Hmm there are some things that I miss, but it has to do specifically with Minneapolis. It was a unique melting pot; it was about an experience, people were taking risks artistically. We weren’t in Chicago or Detroit. We didn’t have a history to live up to, so we were writing our own history. It was this little island of creativity from which people like my contemporaries Dustin Zahn and DVS1 emerged. A small group of dedicated people stayed very true to the art. The focus was put on giving people an amazing experience with music, and that really burnt something into me. I miss this culture of sound systems – these monstrous speakers that would act as the walls of the venue with this body-rattling bass.

That sounds pretty massive.

In Europe people know what sounds great, but they don’t know what over-the-top feels like. It is a physical thing; it is immersive. It might be seen as too much by some, but maybe also because they haven’t tried it that way. I also miss the crowd response. I mean, here in Berlin we are spoiled.


I definitely see your point. I can imagine people being more grateful than here.

Well the people in Minneapolis that go out to techno shows were not only grateful, but hungry for it as well. They might have waited a month for the chance to go out in a dark warehouse location with a ridiculous sound system. That hunger translates to people dancing and screaming on the dancefloor. That positive feedback helps DJs create something intense.

With your unique perspective from pretty much every possible point of view in this scene, is there anything you regret or would change today?


I wouldn’t change anything and I am happy not to be in control of that. One thing I find funny though is this American dubstep thing. It makes me think, “Okay, now I am old enough that some new music is coming out and I don’t quite understand it. Haha. What are these kids listening to?” But at the same time I don’t have to listen to that. My only hope is that people have the chance to be exposed to underground music that they like. A lot of the music out there is just pushed onto people. Internet can give you access to so many things, but you have to know where to look.

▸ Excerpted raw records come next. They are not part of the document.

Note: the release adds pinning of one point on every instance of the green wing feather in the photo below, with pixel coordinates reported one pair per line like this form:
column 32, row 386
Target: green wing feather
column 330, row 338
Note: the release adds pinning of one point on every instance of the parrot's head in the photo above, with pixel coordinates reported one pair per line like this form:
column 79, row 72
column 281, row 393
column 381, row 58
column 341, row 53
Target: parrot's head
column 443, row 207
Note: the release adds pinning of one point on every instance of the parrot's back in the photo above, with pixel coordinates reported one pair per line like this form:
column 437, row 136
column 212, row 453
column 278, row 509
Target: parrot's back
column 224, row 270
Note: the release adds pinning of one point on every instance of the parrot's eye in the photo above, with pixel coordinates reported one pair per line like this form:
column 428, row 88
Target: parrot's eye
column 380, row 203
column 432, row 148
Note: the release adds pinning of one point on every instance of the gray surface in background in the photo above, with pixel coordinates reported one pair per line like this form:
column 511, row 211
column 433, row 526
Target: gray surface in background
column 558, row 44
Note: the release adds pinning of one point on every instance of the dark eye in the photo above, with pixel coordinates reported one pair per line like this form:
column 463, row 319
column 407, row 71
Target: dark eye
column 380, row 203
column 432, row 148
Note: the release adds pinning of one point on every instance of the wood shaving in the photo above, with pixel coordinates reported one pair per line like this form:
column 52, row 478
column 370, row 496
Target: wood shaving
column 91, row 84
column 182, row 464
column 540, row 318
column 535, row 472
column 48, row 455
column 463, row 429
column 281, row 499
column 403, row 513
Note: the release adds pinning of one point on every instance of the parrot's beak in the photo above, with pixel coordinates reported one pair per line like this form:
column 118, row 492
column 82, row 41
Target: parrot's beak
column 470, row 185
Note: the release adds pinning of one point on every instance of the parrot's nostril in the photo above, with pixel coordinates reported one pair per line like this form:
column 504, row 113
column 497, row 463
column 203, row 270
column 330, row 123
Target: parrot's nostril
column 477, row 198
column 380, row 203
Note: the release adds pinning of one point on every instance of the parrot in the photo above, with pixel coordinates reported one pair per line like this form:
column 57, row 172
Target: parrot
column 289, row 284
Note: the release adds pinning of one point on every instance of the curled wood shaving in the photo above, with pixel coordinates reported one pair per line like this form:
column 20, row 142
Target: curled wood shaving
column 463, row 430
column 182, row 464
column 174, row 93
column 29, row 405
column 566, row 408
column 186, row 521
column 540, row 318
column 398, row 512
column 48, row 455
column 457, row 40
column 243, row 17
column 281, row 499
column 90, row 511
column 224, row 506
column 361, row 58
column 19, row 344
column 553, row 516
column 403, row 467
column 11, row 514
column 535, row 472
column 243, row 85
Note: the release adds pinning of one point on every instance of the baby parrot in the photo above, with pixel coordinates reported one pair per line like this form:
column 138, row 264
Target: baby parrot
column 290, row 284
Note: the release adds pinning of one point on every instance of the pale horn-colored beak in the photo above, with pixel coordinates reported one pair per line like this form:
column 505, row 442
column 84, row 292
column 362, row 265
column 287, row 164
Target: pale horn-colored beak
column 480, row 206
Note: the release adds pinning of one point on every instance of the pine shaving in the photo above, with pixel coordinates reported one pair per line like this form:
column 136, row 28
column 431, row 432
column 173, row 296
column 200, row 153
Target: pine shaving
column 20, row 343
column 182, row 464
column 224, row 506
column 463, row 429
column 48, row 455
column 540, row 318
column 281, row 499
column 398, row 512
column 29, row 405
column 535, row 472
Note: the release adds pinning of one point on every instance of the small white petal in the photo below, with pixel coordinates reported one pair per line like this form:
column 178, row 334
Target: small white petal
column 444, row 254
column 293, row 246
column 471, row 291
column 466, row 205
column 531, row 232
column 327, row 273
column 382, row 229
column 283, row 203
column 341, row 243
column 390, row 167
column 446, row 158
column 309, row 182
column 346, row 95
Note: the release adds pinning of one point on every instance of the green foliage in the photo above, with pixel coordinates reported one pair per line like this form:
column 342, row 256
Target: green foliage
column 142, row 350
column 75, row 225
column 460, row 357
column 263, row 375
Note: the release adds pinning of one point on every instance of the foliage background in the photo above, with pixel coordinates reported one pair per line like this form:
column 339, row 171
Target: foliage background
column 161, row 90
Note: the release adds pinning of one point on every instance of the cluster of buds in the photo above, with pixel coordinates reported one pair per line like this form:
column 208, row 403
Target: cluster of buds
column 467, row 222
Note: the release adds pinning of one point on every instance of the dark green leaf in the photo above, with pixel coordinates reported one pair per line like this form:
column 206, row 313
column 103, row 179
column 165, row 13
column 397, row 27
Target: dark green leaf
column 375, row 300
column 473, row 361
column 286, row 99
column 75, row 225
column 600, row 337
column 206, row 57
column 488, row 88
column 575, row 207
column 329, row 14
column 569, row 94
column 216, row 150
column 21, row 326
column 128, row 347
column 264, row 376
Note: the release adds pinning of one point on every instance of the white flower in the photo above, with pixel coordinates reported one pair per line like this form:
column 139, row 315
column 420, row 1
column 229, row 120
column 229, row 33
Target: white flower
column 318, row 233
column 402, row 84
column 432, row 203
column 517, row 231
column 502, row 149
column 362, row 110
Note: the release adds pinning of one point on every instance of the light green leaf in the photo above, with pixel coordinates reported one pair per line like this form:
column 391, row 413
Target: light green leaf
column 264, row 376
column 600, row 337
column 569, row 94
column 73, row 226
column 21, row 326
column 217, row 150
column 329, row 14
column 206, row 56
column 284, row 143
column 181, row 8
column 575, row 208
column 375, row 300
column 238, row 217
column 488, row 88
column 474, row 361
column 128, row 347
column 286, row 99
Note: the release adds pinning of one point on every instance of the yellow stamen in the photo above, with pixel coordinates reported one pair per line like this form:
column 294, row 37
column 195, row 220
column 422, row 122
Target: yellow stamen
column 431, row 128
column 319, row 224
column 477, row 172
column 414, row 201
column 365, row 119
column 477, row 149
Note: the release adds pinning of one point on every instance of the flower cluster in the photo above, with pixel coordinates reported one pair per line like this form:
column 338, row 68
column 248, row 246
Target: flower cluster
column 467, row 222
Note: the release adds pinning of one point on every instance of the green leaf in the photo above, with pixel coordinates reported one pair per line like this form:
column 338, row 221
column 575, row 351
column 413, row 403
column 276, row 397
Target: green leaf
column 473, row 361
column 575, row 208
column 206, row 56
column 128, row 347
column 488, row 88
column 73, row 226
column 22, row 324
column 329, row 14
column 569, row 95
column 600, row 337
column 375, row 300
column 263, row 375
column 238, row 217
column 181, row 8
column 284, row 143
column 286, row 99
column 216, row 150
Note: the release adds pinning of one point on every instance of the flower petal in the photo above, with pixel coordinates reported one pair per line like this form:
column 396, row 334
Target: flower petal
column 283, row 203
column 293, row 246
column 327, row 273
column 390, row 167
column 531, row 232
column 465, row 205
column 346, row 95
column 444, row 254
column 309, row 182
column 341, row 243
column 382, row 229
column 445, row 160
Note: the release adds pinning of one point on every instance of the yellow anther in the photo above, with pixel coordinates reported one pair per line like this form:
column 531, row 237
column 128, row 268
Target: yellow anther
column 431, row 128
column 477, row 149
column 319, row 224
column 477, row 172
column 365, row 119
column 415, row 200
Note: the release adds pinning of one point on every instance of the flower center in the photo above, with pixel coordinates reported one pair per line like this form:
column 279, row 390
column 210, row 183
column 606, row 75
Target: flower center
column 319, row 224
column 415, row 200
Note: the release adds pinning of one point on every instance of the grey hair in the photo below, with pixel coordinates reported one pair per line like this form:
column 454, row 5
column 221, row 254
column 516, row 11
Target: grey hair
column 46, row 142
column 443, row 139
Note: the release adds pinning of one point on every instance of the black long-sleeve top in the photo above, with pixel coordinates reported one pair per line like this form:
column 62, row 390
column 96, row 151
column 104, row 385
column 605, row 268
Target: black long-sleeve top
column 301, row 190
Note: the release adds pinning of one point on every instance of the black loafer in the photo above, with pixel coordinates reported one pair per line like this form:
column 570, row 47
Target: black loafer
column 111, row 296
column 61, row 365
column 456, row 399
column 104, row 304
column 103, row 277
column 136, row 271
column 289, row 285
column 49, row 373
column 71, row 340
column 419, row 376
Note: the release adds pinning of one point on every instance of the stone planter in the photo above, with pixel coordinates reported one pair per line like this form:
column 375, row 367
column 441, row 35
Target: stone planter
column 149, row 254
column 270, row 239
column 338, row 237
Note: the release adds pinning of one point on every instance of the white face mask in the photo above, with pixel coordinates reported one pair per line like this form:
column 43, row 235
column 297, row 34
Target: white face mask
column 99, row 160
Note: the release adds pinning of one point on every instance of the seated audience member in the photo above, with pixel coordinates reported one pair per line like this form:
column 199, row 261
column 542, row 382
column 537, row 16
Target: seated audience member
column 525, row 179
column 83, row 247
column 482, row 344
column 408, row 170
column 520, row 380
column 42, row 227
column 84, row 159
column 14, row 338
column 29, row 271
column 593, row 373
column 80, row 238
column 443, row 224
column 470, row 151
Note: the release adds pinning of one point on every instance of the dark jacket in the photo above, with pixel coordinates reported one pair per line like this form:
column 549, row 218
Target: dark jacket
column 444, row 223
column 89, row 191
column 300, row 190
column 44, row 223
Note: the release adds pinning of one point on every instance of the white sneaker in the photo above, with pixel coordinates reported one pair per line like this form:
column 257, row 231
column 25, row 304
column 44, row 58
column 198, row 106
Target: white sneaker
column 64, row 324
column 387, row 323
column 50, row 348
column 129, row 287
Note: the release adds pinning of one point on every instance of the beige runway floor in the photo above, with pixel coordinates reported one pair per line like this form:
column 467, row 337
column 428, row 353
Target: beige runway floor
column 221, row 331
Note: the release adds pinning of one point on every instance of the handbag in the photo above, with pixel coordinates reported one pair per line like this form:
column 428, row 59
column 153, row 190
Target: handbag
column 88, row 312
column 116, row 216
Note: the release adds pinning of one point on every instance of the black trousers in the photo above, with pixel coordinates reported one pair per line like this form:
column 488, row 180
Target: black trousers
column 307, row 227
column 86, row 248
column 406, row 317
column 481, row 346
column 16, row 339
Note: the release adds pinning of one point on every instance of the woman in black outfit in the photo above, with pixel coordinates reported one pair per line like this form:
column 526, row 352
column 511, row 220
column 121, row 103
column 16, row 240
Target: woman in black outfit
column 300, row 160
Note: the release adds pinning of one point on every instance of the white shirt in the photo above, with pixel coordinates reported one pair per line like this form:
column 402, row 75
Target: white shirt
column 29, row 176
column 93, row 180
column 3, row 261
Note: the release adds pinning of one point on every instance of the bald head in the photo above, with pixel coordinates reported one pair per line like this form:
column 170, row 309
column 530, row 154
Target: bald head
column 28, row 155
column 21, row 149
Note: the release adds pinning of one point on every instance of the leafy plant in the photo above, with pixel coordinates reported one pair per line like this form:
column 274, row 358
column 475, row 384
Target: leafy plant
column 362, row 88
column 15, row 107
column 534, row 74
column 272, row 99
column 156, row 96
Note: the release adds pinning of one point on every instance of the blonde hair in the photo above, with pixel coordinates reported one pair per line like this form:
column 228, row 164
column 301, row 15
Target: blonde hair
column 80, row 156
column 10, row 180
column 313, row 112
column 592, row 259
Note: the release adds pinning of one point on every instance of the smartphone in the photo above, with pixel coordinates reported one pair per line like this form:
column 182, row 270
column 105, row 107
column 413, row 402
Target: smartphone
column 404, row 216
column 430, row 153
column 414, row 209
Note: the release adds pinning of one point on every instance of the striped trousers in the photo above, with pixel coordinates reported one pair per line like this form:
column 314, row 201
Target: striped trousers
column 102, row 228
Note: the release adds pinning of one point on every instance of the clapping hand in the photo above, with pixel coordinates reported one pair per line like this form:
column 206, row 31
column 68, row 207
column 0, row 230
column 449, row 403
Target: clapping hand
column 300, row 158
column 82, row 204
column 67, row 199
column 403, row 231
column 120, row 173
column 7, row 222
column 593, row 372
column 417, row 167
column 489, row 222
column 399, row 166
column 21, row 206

What is the story behind the Nina Kraviz video?

It is a pretty crazy story. Briefly, Nina and a friend of David Terranova contacted me, and I wanted to do it but I had a flight on the day of the shooting. They were arriving the night before, so we decided to try something. I put in a ten-hour day at work, went back home, and started to pack my bag. Meanwhile David got stranded somewhere. Finally at 3 AM we all met, made a quick plan, and put it into action. We went to the M10 tram line, and Nina had this little Jambox speaker, but the Bluetooth connection wasn’t working. Basically I had to dance while Nina was out there in the cold holding her laptop so that I could hear the music. For an hour, I was running around and dancing with maybe sixty seconds in between takes, so I was pretty tired by the end. As soon as we had finished shooting I jumped into a cab to catch my plane to the US.

Would you say being a dancer influences the way you make music?

Absolutely. In every way. The focus on the body, on the groove, the rhythm; I play music that makes me want to dance without forgetting my mind. I try to build it up, then give it a chance to breathe; the energy goes up and down. Here in this mix I went from relaxed things into something more hypnotizing and powerful. There is a fine line between being an entertainer and an artist. I like to try to be somewhere in the middle: true to my roots and the things I believe in, but also close to my audience.